The Chicago Syndicate: 2007 Summer Blockbuster to Feature the Chicago Mob
The Mission Impossible Backpack

Thursday, April 26, 2007

2007 Summer Blockbuster to Feature the Chicago Mob

Friends of ours: Jimmy "The Man" Marcello, Frank "The German" Schweihs, Paul Schiro, Joseph "Joey the Clown" Lombardo, John Fecoratta, Tony Spilotro, Billy Dauber, Nick Calabrese., Mario Rainone, Gerald Scarpelli, Richard Cain
Friends of mine: William Hanhardt, Michael Spilotro

As president of the Chicago Crime Commission, former schoolteacher Jim Wagner naturally has an academic interest in the big upcoming "Family Secrets" trial of Outfit bosses and hit men accused of 18 previously unsolved murders.

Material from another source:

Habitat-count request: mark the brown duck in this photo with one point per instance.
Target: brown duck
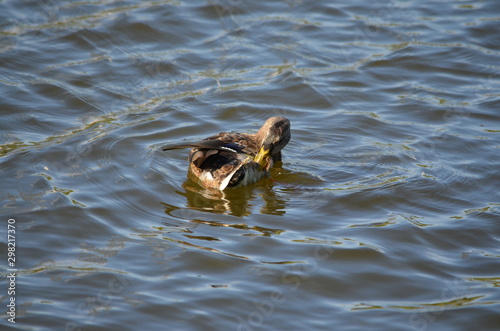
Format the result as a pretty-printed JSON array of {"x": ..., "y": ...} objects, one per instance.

Founded in 1919 by local business leaders to fight the Outfit's influence in local politics and law enforcement at the dawn of the Al Capone era, the Chicago Crime Commission continues that fight to this day. The commission, at, is now developing two invaluable documents: a new organizational chart of the Chicago Outfit and an index, drawn from federal testimony, of Outfit-friendly Chicago businesses.

"Over the past several years, there has been an attempt to convince the public that the Chicago Outfit is passe, that it's dead," Wagner told me Tuesday in his office. "You've seen the same headlines that I've seen," he said. "But as 'Family Secrets' continues, the public will realize that the Outfit is very much alive, that they have incredible reach and power and that they're capable of unspeakable brutality, not only toward their own but to business associates."

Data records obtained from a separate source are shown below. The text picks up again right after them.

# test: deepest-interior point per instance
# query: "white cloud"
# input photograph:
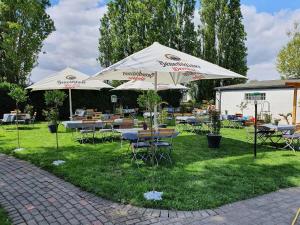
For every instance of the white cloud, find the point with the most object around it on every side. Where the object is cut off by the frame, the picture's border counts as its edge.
(75, 41)
(266, 36)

There's more than academic interest at work here. Wagner, from a small Illinois farm outside of Newman, south of Urbana, became a teacher before he was recruited into the FBI, where he spent 30 years. He ran the FBI's Organized Crime section, which helped build cases against hit men like Harry Aleman.

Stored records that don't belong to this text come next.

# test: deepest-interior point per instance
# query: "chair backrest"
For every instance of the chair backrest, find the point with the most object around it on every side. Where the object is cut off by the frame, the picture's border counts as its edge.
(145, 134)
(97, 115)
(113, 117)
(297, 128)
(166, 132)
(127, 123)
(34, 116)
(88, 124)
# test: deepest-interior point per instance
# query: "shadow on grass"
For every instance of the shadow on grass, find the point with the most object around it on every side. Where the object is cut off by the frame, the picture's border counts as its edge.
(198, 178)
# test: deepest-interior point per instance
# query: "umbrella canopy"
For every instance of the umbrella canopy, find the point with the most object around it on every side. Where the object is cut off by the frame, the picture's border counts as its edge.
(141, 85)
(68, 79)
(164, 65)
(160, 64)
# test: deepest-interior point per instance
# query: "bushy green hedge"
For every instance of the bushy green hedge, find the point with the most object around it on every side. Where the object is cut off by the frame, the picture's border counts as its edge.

Wagner also helped initiate the recent investigation of the Outfit's favorite cop, William Hanhardt, former chief of detectives for the Chicago Police Department. It was a secret investigation, run off-site because of Hanhardt's vast intelligence network, and it sent fear through City Hall and police headquarters when Hanhardt was charged. Hanhardt later pleaded guilty to running a nationwide jewelry theft ring, aided by intelligence from local law enforcement. By pleading guilty, he spared Chicago, and himself, a trial.

Wagner could not speak specifically about the federal case because he may be called as an expert witness. But he knows the history of the 11 reputed mobsters soon to go on trial. The list includes boss Jimmy "The Man" Marcello, mob enforcers Frank "The German" Schweihs and Paul Schiro, and overlord Joseph Lombardo, called Joey "The Clown," even though he stopped laughing awhile back.

Some of the killings include those of Michael and Anthony Spilotro, reproduced in graphic detail in the movie "Casino" with baseball bats in a ditch in an Indiana cornfield, though it turns out they weren't killed in the corn, but in a suburb after being lured to a meeting.

Also killed was John Fecoratta, who was in charge of hiding the Spilotro bodies that were found too soon. Later, he would go on a robbery of a bingo game where he must have felt like the guy at the crooked card game. He sat down, probably wondering which one of the losers at the table was the sucker, only to realize the sucker's identity, too late, in a brief moment of excruciating clarity.

And the Will County killing of hit man Billy Dauber and his mouthy wife, Charlotte, chopped to pieces on a farm road with automatic weapons fired from cars, including one presumably containing Calabrese. And so on.

One killing not on the list is that of Eugenia "Becca" Pappas, 18, shot to death around Christmas in 1962 after she had been dating Schweihs over the objections of her family. Missing for weeks, she was later found in the Chicago River by a tugboat captain.

Schweihs was brought in for questioning by Richard Cain, then the homicide chief of the Cook County Sheriff's Police, but Cain released him. Wonder why? Cain at the time was on the payroll of the late Outfit boss Sam "Momo" Giancana. Cain himself was assassinated at Rose's Sandwich shop on the West Side in 1973, and that killing also is touched on in the government's outline of the Family Secrets case.

Outfit killings haven't stopped.

Wagner says Family Secrets would not have been possible without Nick Calabrese. Others who have spilled include Mario Rainone, who then clammed up after a bomb damaged his mother's porch, and Gerald Scarpelli, who reportedly strangled himself with plastic bags in prison.

Their information, combined with Calabrese's statements, provides an inside look at the Chicago Outfit, which maintains itself through intimidation, vast political connections and supporters in local law enforcement.

"Obviously, Calabrese's cooperation was a significant development, a monumental development," Wagner said. "And you put his information together with what we've learned from other Outfit witnesses over the years, well, there's a treasure trove of information."

And you can read all about it, when the trial begins this summer.